Sob tais pressupostos, e no que concerne a questão acima exposta como convite à reflexão e ação é preciso considerar que a Universidade, sobretudo ao longo do século XX tenha se tornado (assim como o Estado) uma agência a serviço dos interesses estratégicos do capital. Trata-se de formar mão-de-obra qualificada para o mercado de trabalho; produzir pesquisas e conhecimentos que possam intensificar o regime de produção; de compreender fenômenos sociais e ambientais e seus eventuais riscos, ou impactos, sobretudo a partir dos interesses do capital, bem como manter as divisões do trabalho, as classes sociais, e toda a opressão das hierarquias sociais que massacram os que não forem hétero, cis, brancos. Ou dito de outra forma, de uma instituição em que o cultivo do pensamento é (era) sua marca de nascimento, passou-se a uma instituição “produtora e disseminadora” de um conhecimento útil e prático no contexto de sociedades produtivas,  consumidoras e opressoras.

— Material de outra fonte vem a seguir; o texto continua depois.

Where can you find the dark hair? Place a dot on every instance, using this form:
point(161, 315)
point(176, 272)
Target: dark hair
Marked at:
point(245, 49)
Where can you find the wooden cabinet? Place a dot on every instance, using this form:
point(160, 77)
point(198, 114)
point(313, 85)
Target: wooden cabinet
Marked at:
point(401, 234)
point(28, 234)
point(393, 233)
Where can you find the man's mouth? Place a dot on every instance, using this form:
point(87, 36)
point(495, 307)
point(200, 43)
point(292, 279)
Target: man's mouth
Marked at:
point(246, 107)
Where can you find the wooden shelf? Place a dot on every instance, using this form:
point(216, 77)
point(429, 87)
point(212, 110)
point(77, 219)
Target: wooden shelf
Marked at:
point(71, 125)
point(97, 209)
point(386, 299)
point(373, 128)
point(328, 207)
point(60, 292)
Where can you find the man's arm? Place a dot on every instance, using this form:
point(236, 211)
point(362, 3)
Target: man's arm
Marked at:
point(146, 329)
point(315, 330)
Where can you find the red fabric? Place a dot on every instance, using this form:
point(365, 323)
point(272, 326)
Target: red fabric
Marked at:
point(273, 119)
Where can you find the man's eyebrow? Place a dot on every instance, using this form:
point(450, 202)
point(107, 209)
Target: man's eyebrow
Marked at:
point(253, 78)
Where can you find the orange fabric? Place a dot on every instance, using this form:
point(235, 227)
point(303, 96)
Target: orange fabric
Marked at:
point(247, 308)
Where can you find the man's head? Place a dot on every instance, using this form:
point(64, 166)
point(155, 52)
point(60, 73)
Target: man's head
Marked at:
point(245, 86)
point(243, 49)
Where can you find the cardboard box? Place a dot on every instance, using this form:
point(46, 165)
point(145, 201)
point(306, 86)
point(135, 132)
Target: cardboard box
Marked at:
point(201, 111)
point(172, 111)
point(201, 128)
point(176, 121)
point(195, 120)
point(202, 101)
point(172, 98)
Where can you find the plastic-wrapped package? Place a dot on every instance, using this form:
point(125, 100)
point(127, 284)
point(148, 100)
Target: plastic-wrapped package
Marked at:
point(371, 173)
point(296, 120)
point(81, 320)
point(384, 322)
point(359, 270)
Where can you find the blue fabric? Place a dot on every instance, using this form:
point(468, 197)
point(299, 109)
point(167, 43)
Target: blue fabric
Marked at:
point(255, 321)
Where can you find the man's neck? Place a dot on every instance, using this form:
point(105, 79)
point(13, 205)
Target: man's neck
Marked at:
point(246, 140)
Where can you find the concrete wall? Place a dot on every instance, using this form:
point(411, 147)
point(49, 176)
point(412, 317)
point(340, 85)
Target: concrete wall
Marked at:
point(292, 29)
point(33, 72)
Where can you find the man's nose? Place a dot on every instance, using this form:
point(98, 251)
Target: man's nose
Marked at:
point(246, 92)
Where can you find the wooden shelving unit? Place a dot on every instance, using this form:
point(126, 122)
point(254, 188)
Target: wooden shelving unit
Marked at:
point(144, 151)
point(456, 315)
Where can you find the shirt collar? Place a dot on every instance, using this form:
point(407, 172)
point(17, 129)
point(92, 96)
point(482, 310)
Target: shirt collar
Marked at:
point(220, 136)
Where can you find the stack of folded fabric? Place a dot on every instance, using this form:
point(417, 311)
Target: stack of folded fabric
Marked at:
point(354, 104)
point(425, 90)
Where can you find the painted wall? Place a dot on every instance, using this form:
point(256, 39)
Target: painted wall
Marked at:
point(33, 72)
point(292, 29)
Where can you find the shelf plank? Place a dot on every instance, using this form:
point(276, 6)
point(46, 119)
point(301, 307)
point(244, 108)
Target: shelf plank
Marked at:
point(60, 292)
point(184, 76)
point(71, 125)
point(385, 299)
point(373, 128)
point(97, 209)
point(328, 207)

O ambiente universitário migrou e continua migrando, senão aderindo a lógica da eficiência e da eficácia na produção do conhecimento. Some-se a isto a divisão social do trabalho intelectual que também adentra a universidade e tem-se a afirmação de uma racionalidade instrumental apta a executar ordens, a competir por bolsas de produtividade, de pesquisa, entre tantas outras estratégias.

Professores abrem mão de sua liberdade de cátedra, para tornarem-se funcionários do ensino, da pesquisa orientada para determinados fins, que em fundo último desconhecem. Ou seja, pensar transformou-se em atividade de alto risco nas Instituições de Ensino Superior. Comprometer-se com questões sociais e políticas desestabiliza o sistema… é preciso continuar produzindo … A agenda de pesquisa se torna uma agenda que valoriza temas da globalização e ignora demandas sociais locais, regionais e nacionais.

Cabe alertar que a própria terminologia “produção do conhecimento” denuncia as prerrogativas do capital, a lógica de mercado transformando o pensar em “mercadoria”, no “fetiche da mercadoria acadêmica”. É importante recordar que estes fenômenos também se apresentaram nas instituições de ensino superior, localizadas na Itália e Alemanha no contexto de surgimento do fascismo e do nazismo.

Portanto, há uma urgência no exercício do questionamento em torno das instituições de ensino superior, seus usos e apropriações que historicamente ignoram a discussão de consciência de classe, racismos, machismos e seus reflexos para o desenvolvimento.